Digital Trends has reviewed the Canon Powershot TX1 and concludes, “The TX1 is a fantastic product. The video quality, whether in 4:3 or 16:9 modes, is truly amazing. The 7.1 megapixel still images look exceptional for a point-and-shoot camera. The $499 price point is very acceptable for what you get. … There are a few minor quirks and one qualified design flaw (described in detail above). Despite these imperfections, the TX1 is worthy of every last ounce of praise it receives in the press and in forums. I highly recommend the TX1 for people looking for a pocket-sized camcorder that records surprisingly good quality video, snaps crisp and clean stills, gets decent battery life and won’t cost an arm and a leg.”

CNET has a review of the Canon PowerShot TX-1 and writes, “Still images showed more ISO noise and image artefacts than we’re used to with Canon’s digital still cameras. We also saw other image artefacts, which turned some curved lines and angled lines jaggy. Colours looked accurate overall, and we saw a decent amount of finer detail, but the images weren’t as tack sharp as many of the company’s cameras from recent years. Noise doesn’t become very significant until ISO 400, but we saw some on our monitors with the sensitivity as low as ISO 100, though you most likely won’t notice it in prints. At ISO 400, noise becomes obvious on monitors, starts to show up in prints, and begins to chew up some of the finer detail, though dynamic range remains largely intact. At ISO 800, noise becomes a heavy blanket of fine snowy specks, obscuring lots of finer detail and eating up more dynamic range. At ISO 1,600, most fine detail is destroyed by the vast snowy blizzard of tiny speckles, and dynamic range is crunched to the point of obscuring most shadow detail.
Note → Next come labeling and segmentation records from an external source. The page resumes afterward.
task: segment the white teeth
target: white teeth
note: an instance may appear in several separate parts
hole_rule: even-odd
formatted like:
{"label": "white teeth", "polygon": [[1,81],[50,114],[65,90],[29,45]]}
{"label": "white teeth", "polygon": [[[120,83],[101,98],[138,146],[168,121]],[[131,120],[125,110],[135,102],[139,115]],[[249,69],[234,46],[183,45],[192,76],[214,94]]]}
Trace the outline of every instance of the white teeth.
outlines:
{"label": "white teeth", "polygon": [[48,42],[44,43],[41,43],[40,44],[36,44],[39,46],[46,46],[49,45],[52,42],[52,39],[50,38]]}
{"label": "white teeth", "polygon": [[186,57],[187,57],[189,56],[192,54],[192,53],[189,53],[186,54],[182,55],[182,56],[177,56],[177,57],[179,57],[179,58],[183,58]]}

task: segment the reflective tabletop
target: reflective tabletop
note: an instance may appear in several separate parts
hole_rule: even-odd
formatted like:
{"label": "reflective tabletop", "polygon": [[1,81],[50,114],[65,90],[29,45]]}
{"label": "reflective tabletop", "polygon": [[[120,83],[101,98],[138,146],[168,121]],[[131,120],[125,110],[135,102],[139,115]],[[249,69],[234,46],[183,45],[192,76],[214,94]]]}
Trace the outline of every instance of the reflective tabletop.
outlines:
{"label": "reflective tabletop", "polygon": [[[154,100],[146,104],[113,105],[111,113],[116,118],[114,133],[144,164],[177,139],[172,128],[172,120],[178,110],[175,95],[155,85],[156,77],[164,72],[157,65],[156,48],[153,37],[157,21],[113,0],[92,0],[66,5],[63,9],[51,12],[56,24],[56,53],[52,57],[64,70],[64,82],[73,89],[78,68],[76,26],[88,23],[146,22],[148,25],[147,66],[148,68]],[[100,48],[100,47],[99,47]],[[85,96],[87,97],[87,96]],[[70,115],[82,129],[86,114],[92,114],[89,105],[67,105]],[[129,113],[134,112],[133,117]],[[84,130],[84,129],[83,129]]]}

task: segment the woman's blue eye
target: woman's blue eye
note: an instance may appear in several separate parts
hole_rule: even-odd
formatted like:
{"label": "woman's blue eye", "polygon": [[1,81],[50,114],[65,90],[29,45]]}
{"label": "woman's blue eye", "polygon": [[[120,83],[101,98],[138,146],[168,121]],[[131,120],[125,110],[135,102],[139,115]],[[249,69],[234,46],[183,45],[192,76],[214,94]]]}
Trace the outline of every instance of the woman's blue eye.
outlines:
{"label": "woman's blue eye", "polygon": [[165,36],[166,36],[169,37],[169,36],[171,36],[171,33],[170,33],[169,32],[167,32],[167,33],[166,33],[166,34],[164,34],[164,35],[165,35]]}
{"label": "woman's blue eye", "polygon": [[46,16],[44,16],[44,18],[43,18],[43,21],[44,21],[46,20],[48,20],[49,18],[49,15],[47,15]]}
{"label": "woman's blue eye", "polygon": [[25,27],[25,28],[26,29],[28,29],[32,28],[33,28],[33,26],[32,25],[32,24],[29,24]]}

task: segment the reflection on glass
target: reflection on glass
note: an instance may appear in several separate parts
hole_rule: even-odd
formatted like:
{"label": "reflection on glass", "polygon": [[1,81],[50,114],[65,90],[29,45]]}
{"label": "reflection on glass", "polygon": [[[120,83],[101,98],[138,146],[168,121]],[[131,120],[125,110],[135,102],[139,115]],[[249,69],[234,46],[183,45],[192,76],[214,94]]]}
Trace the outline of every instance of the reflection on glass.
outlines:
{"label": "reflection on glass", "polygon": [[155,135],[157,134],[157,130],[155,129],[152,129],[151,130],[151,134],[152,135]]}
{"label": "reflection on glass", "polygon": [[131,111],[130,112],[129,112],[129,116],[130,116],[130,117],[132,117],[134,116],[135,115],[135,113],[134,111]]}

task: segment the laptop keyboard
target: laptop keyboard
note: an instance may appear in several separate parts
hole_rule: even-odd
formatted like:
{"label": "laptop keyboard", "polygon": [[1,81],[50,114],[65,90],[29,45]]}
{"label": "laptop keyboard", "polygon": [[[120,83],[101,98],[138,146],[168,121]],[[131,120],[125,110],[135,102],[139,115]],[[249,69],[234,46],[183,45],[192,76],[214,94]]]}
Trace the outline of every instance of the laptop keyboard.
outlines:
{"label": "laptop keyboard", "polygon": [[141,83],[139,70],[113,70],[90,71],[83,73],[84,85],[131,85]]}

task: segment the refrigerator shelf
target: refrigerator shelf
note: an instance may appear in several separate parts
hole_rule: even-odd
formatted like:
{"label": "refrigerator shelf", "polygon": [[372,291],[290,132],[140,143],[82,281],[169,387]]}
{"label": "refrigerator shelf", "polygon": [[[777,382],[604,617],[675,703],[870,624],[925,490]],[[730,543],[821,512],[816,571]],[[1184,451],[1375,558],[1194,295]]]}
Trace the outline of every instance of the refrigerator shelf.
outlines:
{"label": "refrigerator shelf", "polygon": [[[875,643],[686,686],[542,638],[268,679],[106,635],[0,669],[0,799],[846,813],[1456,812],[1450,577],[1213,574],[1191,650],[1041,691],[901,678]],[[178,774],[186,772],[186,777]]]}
We suggest staying below ISO 800 when possible.”

PCAuthority has a review of the Canon Powershot TX1 and writes, “The TX1 is a highly polished point and shoot stills camera with remarkable video capabilities requirements and a design that will turn heads. It may not offer as much control over the still images as a more advanced Powershot, but it’s not supposed to. We love it for its construction, good image quality and brute force approach to video, which will become less of an issue as SDHC memory capacity inevitably increases. Even though we do love it, it does suffer from first generation syndrome; it’s about $100 too expensive, and comes bundled with a laughably inadequate 32MB SD card. However with so many other points in its favour, the discerning gadgeteer won’t care about these minor shortcomings.”